Elle revient également sur ce tabou entourant le secret familial, des parents qui n'ont jamais su lui dire qu'elle avait eu une soeur, les miettes qu'elle avait eu, peut-être quelques regret de ne pas avoir chercher à en savoir plus sur cette disparue, mais aussi l'incertitude de vouloir en savoir plus.
Cette quête d'identité, facilité par l'utilisation de la première personne du singulier, l'adresse à cette soeur mythifiée dans la mort et l'ignorance, rendent cette lettre bouleversante et nous invite à réfléchir notre rapport aux autres.
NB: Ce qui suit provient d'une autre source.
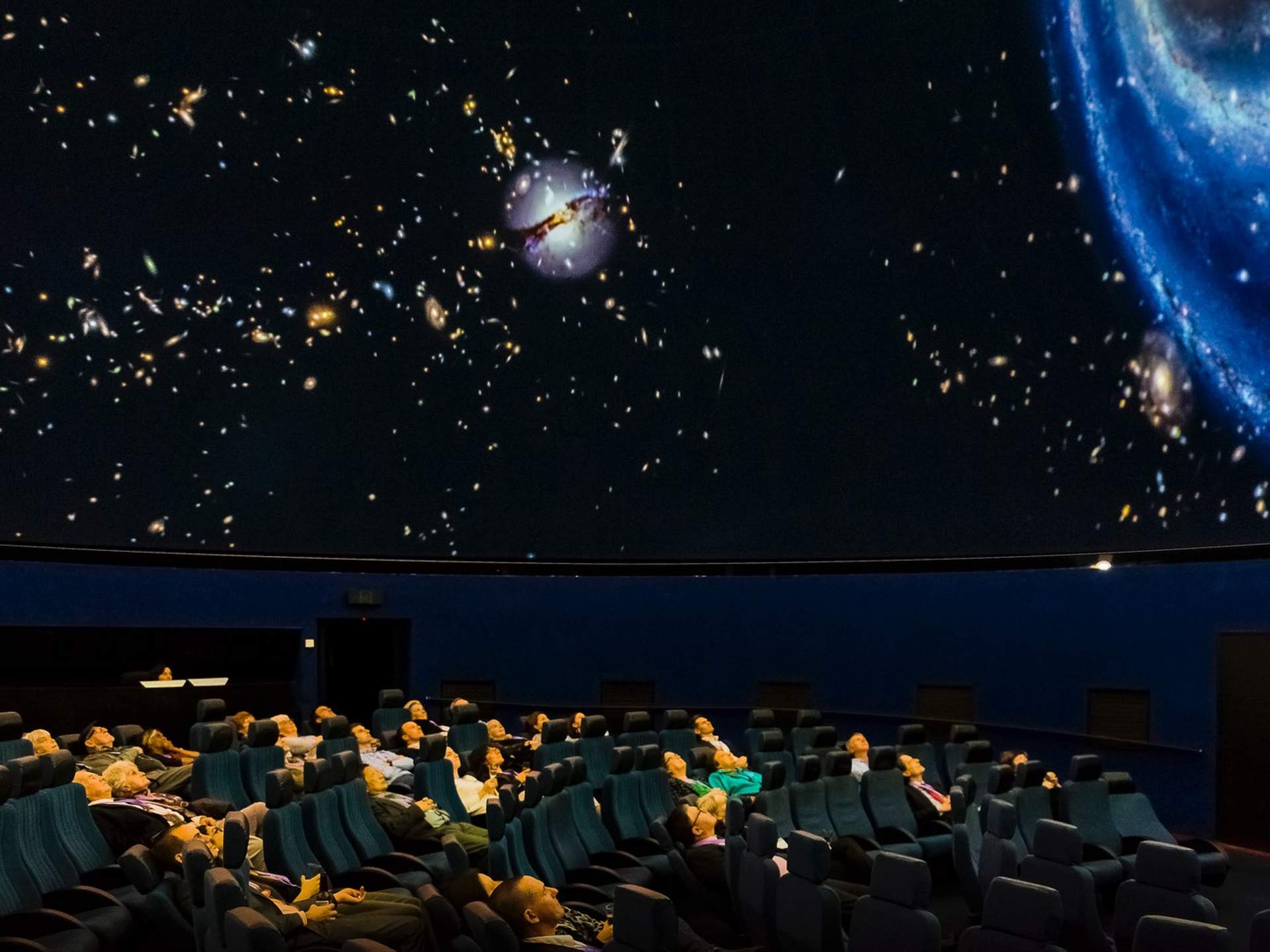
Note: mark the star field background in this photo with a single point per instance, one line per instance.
(864, 302)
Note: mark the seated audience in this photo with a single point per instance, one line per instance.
(733, 777)
(99, 744)
(683, 787)
(926, 803)
(857, 746)
(417, 825)
(706, 735)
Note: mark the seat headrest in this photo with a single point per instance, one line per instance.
(1167, 867)
(59, 768)
(234, 846)
(677, 719)
(334, 728)
(11, 725)
(978, 752)
(882, 758)
(648, 757)
(1001, 777)
(770, 742)
(278, 789)
(762, 717)
(210, 709)
(1032, 774)
(636, 721)
(910, 734)
(808, 768)
(1023, 909)
(27, 776)
(211, 736)
(761, 836)
(1086, 767)
(1002, 819)
(262, 734)
(127, 735)
(902, 880)
(837, 763)
(621, 761)
(1119, 782)
(808, 856)
(556, 731)
(1057, 842)
(807, 717)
Les auteurs ont plutôt l'habitude d'aborder la question de l'enfant perdu du point de vue des parents, l'intérêt de ce livre est d'aborder tout en douceur (car c'est une lettre qui ne porte pas d'étiquette à proprement parler, qui est libre dans l'écriture) la question de la culpabilité de vivre à
la place d'une autre, d'être une éternelle remplaçante à qui la vie n'appartient pas vraiment.
Ainsi, au travers d'une association libre de récit de son enfance, Annie mêle vivante et morte, cherchant désespérément un moyen d'échapper et d'accepter ce fantôme.
Un moyen qu'elle trouvera peut-être dans l'écriture.